My Uncle Oswald
- First edition
- Author: Roald Dahl
- Language: English
- Genre: sex comedy
- Publisher: Michael Joseph (UK)
- Publication date: October 1979
- Publication place: United Kingdom
- Media type: Print (hardback and paperback)
- Pages: 222 pp. (hardback edition) * 208 pp. (paperback edition)
- ISBN: 0-7181-1864-2 (hardback edition) & ISBN 0-14-005577-0 (paperback edition)
- OCLC: 5310105

= My Uncle Oswald =

1979 novel by Roald Dahl

My Uncle Oswald is a 1979 sex comedy novel written by Roald Dahl. The novel stars Uncle Oswald, a character who previously appeared in "The Visitor" and "Bitch", two short stories also written by Roald Dahl (and which can both be found in the 1974 book Switch Bitch).

== Plot summary==
When Uncle Oswald discovers the sexually invigorating properties of the "Sudanese Blister Beetle", he devises a plan to steal the semen of great men and sell it to women who want to have children fathered by geniuses.

===Victims===
Victims of Oswald's plot in order of appearance in the book:

- Alfonso XIII, King of Spain
- Pierre-Auguste Renoir, French painter
- Claude Monet, French painter
- Igor Stravinsky, Russian composer
- Pablo Picasso, Spanish painter. In fact, Uncle Oswald and his accomplice are unsuccessful here: Picasso pounces on the accomplice before she has a chance to use a condom to collect his semen.
- Henri Matisse, French artist
- Marcel Proust, French novelist
- Vaslav Nijinsky, Polish-born Russian ballet dancer and choreographer
- James Joyce, expatriate Irish writer and poet
- Giacomo Puccini, Italian operatic composer
- Sergei Rachmaninoff, Russian composer, conductor and pianist
- Sigmund Freud, Austrian neurologist and founder of psychoanalysis
- Albert Einstein, German-born theoretical physicist
- Thomas Mann, German novelist
- Joseph Conrad, Polish-born British novelist
- H. G. Wells, British writer
- Rudyard Kipling, Indian-born British author and poet
- Sir Arthur Conan Doyle, British writer and creator of Sherlock Holmes
- George Bernard Shaw, Irish playwright
- Albert I of Belgium
- Victor Emmanuel III of Italy
- Peter I of Serbia
- George II of Greece
- Boris III of Bulgaria
- Ferdinand of Romania
- Christian X of Denmark
- Gustaf V of Sweden

==Reception==
In his 1980 review, Vance Bourjaily said:
What can be said is that My Uncle Oswald provides four or five hours of effortless reading and some amusing scenes, mostly of the kind film makers have taught us to call soft porn—so soft, indeed, that at times they turn out almost fluffy.

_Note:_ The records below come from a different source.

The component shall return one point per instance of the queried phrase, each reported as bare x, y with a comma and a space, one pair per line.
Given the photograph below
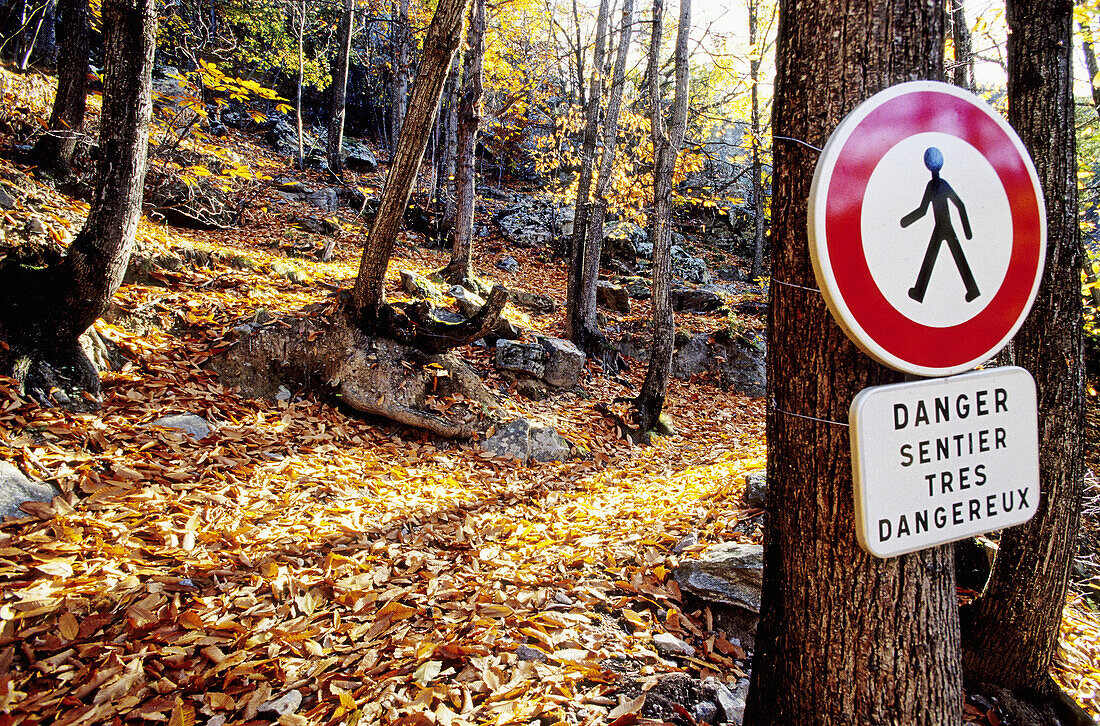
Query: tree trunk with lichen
459, 271
45, 309
1012, 629
55, 149
650, 399
844, 637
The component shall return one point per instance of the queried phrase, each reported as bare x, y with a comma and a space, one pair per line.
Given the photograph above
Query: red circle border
910, 341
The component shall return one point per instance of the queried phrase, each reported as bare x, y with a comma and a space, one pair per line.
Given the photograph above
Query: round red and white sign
927, 229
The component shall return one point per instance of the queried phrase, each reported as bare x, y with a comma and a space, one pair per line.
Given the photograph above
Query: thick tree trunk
583, 320
55, 150
581, 218
44, 311
450, 132
400, 72
460, 268
1014, 630
844, 637
666, 149
963, 69
444, 33
333, 147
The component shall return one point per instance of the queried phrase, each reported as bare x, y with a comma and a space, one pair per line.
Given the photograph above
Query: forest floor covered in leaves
381, 574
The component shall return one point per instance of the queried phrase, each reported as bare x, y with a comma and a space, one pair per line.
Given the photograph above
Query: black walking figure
937, 194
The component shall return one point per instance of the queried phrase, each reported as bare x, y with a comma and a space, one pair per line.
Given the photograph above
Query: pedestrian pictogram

The tone is that of a gentleman telling ribald anecdotes to his male guests after dinner. The leer is civilized... the dialog gets mean and raunchy, but the physical detail is kept decorous.... Mr. Dahl's guests are not invited to vicarious orgy, then, nor will they hear a disguised lecture by a wicked satirist of morals and manners.... Summer reading.

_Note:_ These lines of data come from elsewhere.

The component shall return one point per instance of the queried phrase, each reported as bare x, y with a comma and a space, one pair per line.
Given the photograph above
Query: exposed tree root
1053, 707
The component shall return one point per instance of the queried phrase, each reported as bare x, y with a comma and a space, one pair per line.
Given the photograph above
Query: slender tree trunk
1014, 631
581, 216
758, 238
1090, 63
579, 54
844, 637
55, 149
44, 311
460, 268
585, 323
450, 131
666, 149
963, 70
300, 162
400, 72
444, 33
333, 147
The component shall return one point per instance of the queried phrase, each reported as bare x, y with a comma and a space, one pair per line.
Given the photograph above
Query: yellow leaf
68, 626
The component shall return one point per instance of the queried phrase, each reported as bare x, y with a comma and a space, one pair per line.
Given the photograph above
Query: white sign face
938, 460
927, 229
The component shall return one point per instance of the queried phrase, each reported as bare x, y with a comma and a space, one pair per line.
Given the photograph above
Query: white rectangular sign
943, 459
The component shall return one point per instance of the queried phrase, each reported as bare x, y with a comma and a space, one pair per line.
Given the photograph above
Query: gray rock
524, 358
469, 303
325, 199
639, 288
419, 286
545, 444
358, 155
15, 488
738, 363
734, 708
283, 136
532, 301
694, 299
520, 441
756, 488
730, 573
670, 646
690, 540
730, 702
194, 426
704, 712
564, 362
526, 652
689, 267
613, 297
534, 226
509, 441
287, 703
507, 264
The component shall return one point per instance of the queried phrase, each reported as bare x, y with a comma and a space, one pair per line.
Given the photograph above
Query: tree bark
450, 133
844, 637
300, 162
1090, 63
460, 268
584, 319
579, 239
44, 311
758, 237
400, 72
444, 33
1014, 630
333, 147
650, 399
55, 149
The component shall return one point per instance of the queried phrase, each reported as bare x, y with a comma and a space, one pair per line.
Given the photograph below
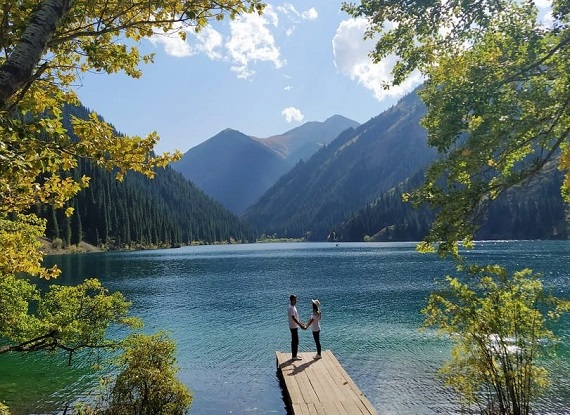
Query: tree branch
16, 71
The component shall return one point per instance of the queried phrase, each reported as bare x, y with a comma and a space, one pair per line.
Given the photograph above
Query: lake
225, 306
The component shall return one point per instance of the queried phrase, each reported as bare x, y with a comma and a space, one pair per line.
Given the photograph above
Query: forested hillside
534, 210
236, 169
139, 212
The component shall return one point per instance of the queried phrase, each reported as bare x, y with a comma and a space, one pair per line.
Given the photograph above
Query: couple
294, 324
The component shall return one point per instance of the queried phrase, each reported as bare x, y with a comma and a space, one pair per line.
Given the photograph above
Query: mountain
304, 141
140, 212
236, 169
232, 168
347, 174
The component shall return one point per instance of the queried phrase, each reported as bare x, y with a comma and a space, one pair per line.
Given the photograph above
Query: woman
315, 323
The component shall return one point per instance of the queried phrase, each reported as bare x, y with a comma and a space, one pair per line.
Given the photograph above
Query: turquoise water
226, 308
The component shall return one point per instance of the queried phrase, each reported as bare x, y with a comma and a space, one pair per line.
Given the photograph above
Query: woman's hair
316, 309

Christopher Lehmann-Haupt called it "a festival of bad taste that is at heart so innocent that we soon forgive it and enjoy ourselves," "thoroughly juvenile fun," and said "I haven't had so much fun of this sort since my last all-night joke-telling session at summer camp."

Movieweb named it as one of 8 Roald Dahl books that need a screen adaptation.